To prove experimentally whether glycosylation defect is a causative factor in iTTP, we compared glycoproteins in 15 iTTP versus 15 control samples using mass spectrometry (see the Methods section). After filtering out genes with low expression (count 0 in >50% of samples), we detected altogether 204 proteins in these samples. We detected seven samples as outliers (see the Methods section and ►Supplementary Fig. S4, available in the online version). A hierarchical clustering of the samples based on normalized spectral counts immediately supported our earlier findings that the glycoprotein repertoire is drastically different between cases and controls (►Fig. 5A). Except for one TTP sample, iTTP and normal samples formed distinct clusters. The outlier TTP patient had unusually long hospital stay (168 days, compared with the median value of 19 days) and received very high TPE (117 compared with the median value of 15). Other than these, at this time, the reason for this patient clustering with control samples is unknown. To identify the glycoproteins that are differentially expressed in cases versus controls, we performed a differential analysis. For this, we used a negative binomial model (function msms.edgeR) as implemented in the R Bioconductor package msmsTests.²⁸ We could identify 42 proteins to be differentially expressed (p < 0.05), out of which 11proteins passed the FDR (< 0.05; ►Supplementary Table S7, available in the online version).

Fig. 5 — Glycoprotein profiles in cases and controls. (A) Heatmap shows the clustering of iTTP and control samples using the normalized counts for glycoproteins estimated using mass spectrometry. The clustering was done after removing the outliers. For the full dataset, please see ►Supplementary Fig. S4. (B) Differential abundance of glycoproteins in iTTP versus controls is shown. The x-axis shows the log2-fold change (LFC) and the y-axis shows the genes sorted based on LFC. The bars are colored based on p-values as shown in the legend. iTTP, immune-mediated thrombotic thrombocytopenic purpura.

Out of these 42 proteins, 14 were found to be overexpressed in iTTP patients, and 28 were underexpressed (►Supplementary Table S7, available in the online version). An inspection of the gene list sorted based on log-fold change (►Supplementary Table S7, available in the online version) between iTTP and control (►Fig. 5B) immediately reveals candidates involved in immune reactions and coagulation activities. The top gene overexpressed in iTTP samples (log2-fold change >4) is S100A8, a gene involved in immune response and inflammatory processes.⁴⁰ The other important genes overexpressed in iTTP samples compared with control are APOE, IGHD, FCGBP, PRG4, and C4BPB. These genes are mostly involved in immune reactions.

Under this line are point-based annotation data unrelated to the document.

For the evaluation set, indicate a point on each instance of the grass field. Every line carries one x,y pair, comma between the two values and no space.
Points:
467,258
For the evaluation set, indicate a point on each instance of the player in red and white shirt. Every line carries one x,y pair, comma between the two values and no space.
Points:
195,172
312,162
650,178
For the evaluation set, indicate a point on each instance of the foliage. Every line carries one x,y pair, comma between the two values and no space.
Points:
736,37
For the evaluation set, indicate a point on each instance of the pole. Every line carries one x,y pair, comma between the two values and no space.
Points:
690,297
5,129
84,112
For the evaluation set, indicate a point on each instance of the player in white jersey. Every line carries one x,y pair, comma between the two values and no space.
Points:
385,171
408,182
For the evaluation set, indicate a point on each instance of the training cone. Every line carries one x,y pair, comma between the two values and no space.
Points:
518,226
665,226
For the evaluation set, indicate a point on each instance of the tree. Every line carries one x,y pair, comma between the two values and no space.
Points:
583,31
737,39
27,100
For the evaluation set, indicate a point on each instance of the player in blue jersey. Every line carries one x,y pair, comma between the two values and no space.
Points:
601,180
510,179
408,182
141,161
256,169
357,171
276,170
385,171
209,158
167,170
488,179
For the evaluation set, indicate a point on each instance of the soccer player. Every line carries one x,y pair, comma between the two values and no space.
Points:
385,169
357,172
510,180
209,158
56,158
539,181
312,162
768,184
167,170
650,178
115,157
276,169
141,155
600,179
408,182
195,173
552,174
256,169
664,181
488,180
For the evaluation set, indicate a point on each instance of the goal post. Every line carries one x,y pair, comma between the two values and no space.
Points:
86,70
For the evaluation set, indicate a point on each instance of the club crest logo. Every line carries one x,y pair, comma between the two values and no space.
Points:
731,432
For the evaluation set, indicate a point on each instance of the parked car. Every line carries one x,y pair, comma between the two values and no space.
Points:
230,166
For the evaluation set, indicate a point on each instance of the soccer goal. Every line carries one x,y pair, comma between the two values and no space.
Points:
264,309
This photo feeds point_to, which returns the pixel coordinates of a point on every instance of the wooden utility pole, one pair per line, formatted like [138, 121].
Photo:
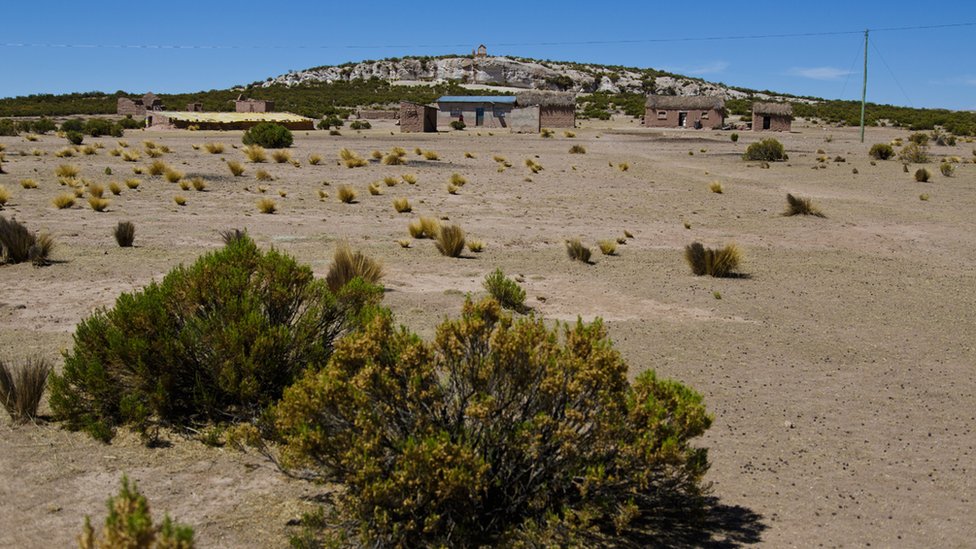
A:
[864, 88]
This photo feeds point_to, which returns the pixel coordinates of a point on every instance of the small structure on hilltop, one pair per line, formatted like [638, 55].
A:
[138, 107]
[555, 109]
[225, 120]
[690, 111]
[416, 118]
[488, 111]
[773, 117]
[242, 104]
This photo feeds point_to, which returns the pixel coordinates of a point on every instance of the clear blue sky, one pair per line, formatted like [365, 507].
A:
[227, 43]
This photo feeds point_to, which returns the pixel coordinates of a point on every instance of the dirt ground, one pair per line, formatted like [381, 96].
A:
[840, 373]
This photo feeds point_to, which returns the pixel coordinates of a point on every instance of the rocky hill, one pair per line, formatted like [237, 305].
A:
[516, 73]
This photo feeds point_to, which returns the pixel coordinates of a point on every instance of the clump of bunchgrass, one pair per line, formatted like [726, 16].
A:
[125, 234]
[236, 168]
[98, 204]
[402, 205]
[255, 153]
[21, 388]
[267, 206]
[607, 247]
[348, 265]
[796, 205]
[346, 194]
[721, 262]
[577, 251]
[450, 240]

Interestingly, three top genes repressed in iTTP samples are all HDL-associated. They are APOA4, haptoglobin, and haptoglobin-related protein. These genes are HDL-associated proteins and are involved in the innate immune response. HDL plays a crucial role in both innate and adaptive immunity and repression of HDL has already been reported in various autoimmune disorders.⁴¹ HDL has also been shown to prevent VWF self-association.⁴² Our data further support these earlier findings and establish the repression of HDL being associated with iTTP. Besides these, a large number of complement factor and coagulation pathway genes are also differentially expressed in iTTP versus control samples. Overall, the results confirm our earlier prediction that a change in glycosylation may be involved in iTTP. These results also indicate an important role of lipid metabolism in the pathogenesis of iTTP.

Discussion

In the present study, we demonstrate that while there is not any single gene mutation identified to be a causative factor for iTTP, mutations in genes related to protein glycosylation, particularly the O-linked glycosylation, and the ANKRD36 family, particularly the ANKR36C, show the strongest statistical association with iTTP patients compared with healthy controls. Further studies are needed to dissect the exact roles that this gene family plays in the pathogenesis of iTTP.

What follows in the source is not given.